The lawyer, Mr. Norton, to whom Henry had introduced his brother-in-law, resided at Kilburn, and an arrangement had been made for him to meet his clients at the Grange and for Henry to witness Mrs. Franklyn's signature.

All this Arthur Franklyn remembered as he paced his bedroom long after midnight, and knew that the fortune, to obtain which he had married a second time, was lost to him for ever.

Had he only secured for himself the 2000l. he might have been saved from ruin, but now even that was denied him—that which had already cost him so much. To obtain the consent of the trustees he had made false statements of his position in Melbourne, and of the merchants whom he affirmed were ready to receive him as a partner.

Mrs. Franklyn had herself proved at first his greatest difficulty. She was a woman who thought only of self; she had been a widow for six years, and during that time had saved from her income several hundred pounds, which in the first happy days of her marriage she had made over to Arthur, and afterwards regretted the generous impulse. She had concealed from him the fact that her property was vested in the power of trustees, and when the hundreds in the Melbourne bank were being transferred to her husband's name she had said laughingly, "There is nothing to thank me for, Arthur, what is mine is yours now."

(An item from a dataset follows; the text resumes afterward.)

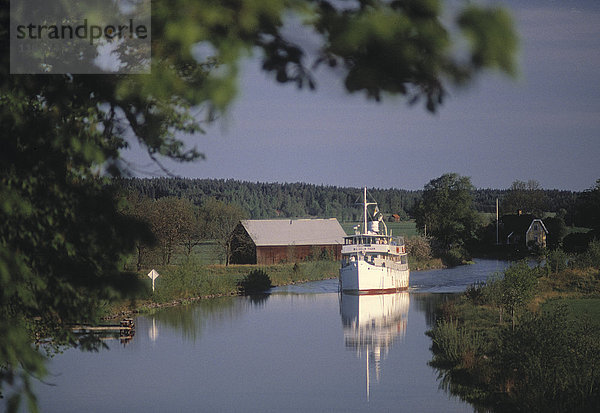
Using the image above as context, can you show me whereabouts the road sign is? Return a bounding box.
[148,268,158,292]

Arthur Franklyn would never have made a good lawyer, even had he continued to follow his profession; but he knew well enough that his power over the property of his intended wife should have been secured before their marriage, and this he dared not attempt to do in an open and straightforward manner, because his own affairs were in a state of hopeless insolvency.

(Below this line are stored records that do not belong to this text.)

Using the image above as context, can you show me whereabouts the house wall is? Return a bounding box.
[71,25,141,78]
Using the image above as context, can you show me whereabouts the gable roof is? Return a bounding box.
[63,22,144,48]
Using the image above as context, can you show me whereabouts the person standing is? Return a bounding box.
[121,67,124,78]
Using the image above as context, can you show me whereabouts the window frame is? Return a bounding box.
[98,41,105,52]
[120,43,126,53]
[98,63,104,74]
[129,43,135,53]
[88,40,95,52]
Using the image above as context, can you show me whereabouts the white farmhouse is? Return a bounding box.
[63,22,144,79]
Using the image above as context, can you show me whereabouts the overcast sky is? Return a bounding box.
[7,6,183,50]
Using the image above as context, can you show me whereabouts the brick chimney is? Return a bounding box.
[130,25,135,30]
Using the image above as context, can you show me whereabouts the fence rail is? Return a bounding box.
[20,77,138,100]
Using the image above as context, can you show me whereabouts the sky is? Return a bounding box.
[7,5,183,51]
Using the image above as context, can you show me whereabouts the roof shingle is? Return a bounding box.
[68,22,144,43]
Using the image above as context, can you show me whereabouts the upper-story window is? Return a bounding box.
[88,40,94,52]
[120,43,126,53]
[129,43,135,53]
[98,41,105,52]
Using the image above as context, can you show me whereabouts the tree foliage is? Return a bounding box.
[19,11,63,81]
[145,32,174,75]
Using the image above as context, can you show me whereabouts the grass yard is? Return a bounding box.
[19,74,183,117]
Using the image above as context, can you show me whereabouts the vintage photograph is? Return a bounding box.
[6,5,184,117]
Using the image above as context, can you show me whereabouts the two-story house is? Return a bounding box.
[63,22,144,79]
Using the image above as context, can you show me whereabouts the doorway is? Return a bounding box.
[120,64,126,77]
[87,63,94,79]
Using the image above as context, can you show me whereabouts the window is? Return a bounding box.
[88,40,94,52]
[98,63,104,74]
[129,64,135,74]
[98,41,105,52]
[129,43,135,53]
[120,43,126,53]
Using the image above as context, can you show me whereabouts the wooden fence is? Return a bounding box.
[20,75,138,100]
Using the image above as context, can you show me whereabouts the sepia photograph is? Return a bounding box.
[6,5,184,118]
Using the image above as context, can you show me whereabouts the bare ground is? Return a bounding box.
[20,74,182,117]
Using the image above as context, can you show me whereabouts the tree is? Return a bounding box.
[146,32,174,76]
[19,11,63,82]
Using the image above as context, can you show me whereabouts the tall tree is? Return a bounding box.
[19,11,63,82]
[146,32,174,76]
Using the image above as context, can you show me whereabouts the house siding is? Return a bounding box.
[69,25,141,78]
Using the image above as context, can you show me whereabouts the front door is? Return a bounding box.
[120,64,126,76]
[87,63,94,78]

Not only so, but he quickly discovered that he had a rival in the affections of the lady he wished to marry, and that rival was money. To ask her the question whether her property was at her own disposal was one he dared not venture upon. With his usual want of prudence, therefore, he determined to chance it, and trust to his own power of persuasion to obtain money when he wanted it, even should there be trustees looming in the distance.

And now, just as all difficulties had been overcome, and his most sanguine hopes realised, comes this terrible destruction to all his schemes.

"Had Louisa only lived another day," he said to himself, "all might have been well; but now—ruin, poverty, and disgrace are all that are left for me and my children." Yet even at this critical moment, had he been truthful and candid instead of trusting with his usual self-sufficiency that he should overcome this difficulty as he had done others before—had he made a confidant of his brother-in-law, and told him the whole truth, what a terrible amount of sorrow and remorse he might have been spared.

But no, he could not so humiliate himself to his first wife's relations. What! own his real position, and ask for help and sympathy after boasting of the style in which he and Fanny had lived, and of the superior education he had given his children?